Here we're projecting out the name of all our customers from Seattle.   So custs will be an IEnumerable<string>.  Now, what the heck is this code.  This isn't your daddy's C# anymore.  What are those funky arrows?  And where did the "Where" and "Select" methods come from??  They're certainly don't seem to be defined on array type when i look at it in ILDasm!  Well, to answer the first question, the funky => arrow the new C# 3.0 syntax that allows you to create a lambda expression. You can think of a lambda expression as a natural evolution of the anonymous methods introduced in C# 2.0.  Lambda expressions benefit from simpler syntax and the ability to use inference.  So now you can write:

         c => c.City == "Seattle"  //instead of
        delegate (Customer c) { return c.City == "Seattle"; }

As you can see, the C# 2.0 method just drowns you in syntax and it makes it a rather poor choice to use in queries (heck! there's a 2x increase in query size between the two).  However, the new C# lambda expression succitly encapsulates the test we want to perform, with only about 5 characters overhead.

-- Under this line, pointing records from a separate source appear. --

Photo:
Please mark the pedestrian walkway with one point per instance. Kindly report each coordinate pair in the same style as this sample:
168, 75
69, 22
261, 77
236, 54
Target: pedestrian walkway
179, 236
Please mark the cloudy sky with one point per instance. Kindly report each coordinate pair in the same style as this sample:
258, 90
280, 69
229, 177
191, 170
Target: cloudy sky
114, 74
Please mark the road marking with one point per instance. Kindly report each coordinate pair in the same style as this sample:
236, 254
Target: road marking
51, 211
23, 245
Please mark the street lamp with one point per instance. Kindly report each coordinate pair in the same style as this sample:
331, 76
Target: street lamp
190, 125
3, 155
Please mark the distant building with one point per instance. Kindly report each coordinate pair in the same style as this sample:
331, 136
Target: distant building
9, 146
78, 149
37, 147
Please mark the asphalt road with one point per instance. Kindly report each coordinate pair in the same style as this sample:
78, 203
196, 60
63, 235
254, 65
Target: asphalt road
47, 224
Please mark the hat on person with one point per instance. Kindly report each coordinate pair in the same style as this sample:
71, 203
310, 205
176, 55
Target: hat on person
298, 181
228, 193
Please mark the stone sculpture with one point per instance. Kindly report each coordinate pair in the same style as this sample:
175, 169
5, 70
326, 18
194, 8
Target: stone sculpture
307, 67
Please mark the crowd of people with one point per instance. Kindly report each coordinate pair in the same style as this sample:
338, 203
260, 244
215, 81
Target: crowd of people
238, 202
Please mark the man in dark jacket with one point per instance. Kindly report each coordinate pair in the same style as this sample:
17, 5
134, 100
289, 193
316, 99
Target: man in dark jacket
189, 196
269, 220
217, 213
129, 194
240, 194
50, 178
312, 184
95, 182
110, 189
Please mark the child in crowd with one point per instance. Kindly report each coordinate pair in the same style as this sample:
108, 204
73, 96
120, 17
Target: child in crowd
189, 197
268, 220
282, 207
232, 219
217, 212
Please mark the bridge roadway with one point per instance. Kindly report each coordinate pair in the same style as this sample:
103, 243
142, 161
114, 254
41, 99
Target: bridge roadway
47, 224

That answers the first question, but what about the second?  Where, oh where did "Where" come from?  This is an example of another new C# 3.0 feature we call "extension methods".  Extensions are a way to allow you to add operations to existing types that aren't under your control.  While that may give you the heebie-jeebies, rest assured, you're not actually modifying the actual type.  Rather, you're being allowed to use succint syntax to in effect execute a method as if it existed on this type.  Specifically, extension methods are static methods that look like so:

 namespace System.Query {
    public static class Sequence {
        public static IEnumerable<T> Where<T>(this IEnumerable<T> e, Predicate<T> p) {
            foreach (T t in e) {
                if (p(t)) {
                    yield return t;

This declares an "extension method" on the IEnumerable<T> type.  When you import the namespace by writing "using System.Query", you now gain the ability to call teh "Where" method on anything that implements IEnumerable<T> (like Arrays).  With these extension methods we can now compose powerful query functions together to manipulate data easy.

So at this point we've seen three new C# 3.0 features that can be used together to build a powerful base for querying objects.  In future posts i'll include information about the rest of the new language features, and i'll give a more comprehensive view of how sophisticated our query support is.